Authorities say the flood of government-provided smokes - a pack and a half for every man, woman and child in New York City, the smugglers' main destination - leads them to organized crime rings and can even cut off financing for terrorists. The stings by the Bureau of Alcohol, Tobacco, Firearms and Explosives have yielded about five dozen federal arrests, albeit none on terror charges.
Many of those cigarettes undoubtedly wind up in the mouths of minors, since black market vendors have no reason to turn away teenage purchasers.
Despite that, government auditors and anti-tobacco groups want the ATF to do even more.
"Smuggling reduces prices, so it increases use, especially among kids, who are more price-sensitive" in their purchases, said Eric Lindblom, director of policy research for the Campaign for Tobacco-Free Kids. . . .
In September, the Justice Department's inspector general found that tobacco diversion cases account for just 1 percent of ATF's caseload and 2 percent of its budget. In large swaths of the country, ATF has not conducted any investigations of cigarette smuggling for at least five years, the audit determined.
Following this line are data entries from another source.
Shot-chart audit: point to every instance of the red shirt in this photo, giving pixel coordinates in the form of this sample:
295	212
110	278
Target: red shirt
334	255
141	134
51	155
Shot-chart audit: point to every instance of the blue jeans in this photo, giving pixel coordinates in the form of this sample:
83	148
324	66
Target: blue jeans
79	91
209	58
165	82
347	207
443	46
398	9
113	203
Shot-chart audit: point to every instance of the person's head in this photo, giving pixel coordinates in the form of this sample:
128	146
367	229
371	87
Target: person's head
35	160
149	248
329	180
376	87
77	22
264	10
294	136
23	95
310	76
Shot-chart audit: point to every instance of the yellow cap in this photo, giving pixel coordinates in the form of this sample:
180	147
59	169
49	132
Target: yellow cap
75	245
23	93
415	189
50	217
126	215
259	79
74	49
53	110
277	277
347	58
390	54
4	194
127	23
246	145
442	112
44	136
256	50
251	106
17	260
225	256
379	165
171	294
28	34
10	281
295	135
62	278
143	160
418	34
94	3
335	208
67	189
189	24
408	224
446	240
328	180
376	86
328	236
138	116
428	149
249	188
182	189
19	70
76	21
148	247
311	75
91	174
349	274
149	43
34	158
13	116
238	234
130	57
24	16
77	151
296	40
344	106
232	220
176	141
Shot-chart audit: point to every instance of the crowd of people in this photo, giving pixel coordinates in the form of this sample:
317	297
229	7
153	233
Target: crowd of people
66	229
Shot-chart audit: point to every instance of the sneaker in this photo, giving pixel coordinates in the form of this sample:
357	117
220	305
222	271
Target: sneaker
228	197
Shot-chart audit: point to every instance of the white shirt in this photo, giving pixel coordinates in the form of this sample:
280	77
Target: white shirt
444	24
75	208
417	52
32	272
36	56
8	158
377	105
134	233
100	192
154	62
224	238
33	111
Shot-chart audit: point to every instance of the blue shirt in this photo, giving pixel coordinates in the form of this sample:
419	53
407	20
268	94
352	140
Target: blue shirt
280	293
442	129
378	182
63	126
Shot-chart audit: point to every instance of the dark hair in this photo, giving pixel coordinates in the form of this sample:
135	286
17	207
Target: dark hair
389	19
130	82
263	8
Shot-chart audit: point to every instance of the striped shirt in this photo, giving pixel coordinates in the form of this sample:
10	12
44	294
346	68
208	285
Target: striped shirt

A notable exception, the AP found, was the Eastern District of Virginia, which includes Richmond, northern Virginia and the Interstate 95 corridor. The area is a hotbed for the crime because while 42 states and the District of Columbia have collectively passed more than 80 tax hikes on cigarettes since 2002, Virginia and North Carolina, the heart of tobacco country, still tax tobacco at only pennies per pack.
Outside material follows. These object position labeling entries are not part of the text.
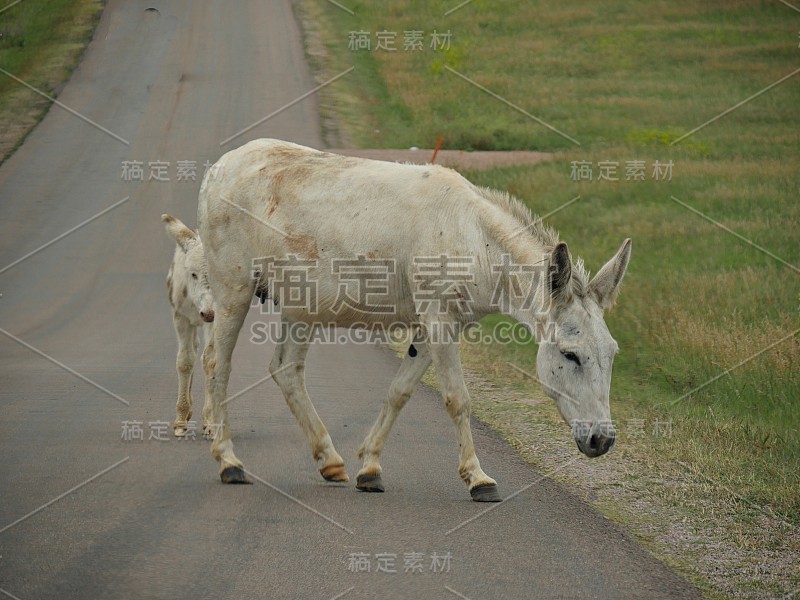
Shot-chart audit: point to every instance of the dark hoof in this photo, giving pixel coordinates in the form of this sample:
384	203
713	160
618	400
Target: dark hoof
485	493
369	483
234	475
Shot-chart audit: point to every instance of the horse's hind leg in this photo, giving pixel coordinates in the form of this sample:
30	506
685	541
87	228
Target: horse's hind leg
288	371
412	369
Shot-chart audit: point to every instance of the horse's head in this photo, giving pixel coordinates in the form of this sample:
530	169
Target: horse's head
574	365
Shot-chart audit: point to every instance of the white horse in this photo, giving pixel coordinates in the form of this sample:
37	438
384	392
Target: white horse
192	309
450	253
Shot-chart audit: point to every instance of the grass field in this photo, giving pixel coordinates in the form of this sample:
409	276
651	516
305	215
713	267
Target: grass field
626	80
40	43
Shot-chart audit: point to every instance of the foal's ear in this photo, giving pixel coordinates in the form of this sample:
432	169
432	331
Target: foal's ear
561	274
182	235
605	285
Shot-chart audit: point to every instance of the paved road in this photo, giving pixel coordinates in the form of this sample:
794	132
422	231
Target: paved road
149	519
"The profit margin on this is ridiculous," . . .
All told, the AP found undercover sales of more than 250 million cigarettes in the last few years. The AP review did not include state charges - authorities said that the vast majority of cases brought in state courts involve relatively small quantities of cigarettes.
While 250 million is a large number, it pales to the 469 million cigarettes produced every day by Philip Morris USA at its two plants in Virginia and North Carolina last year. . . .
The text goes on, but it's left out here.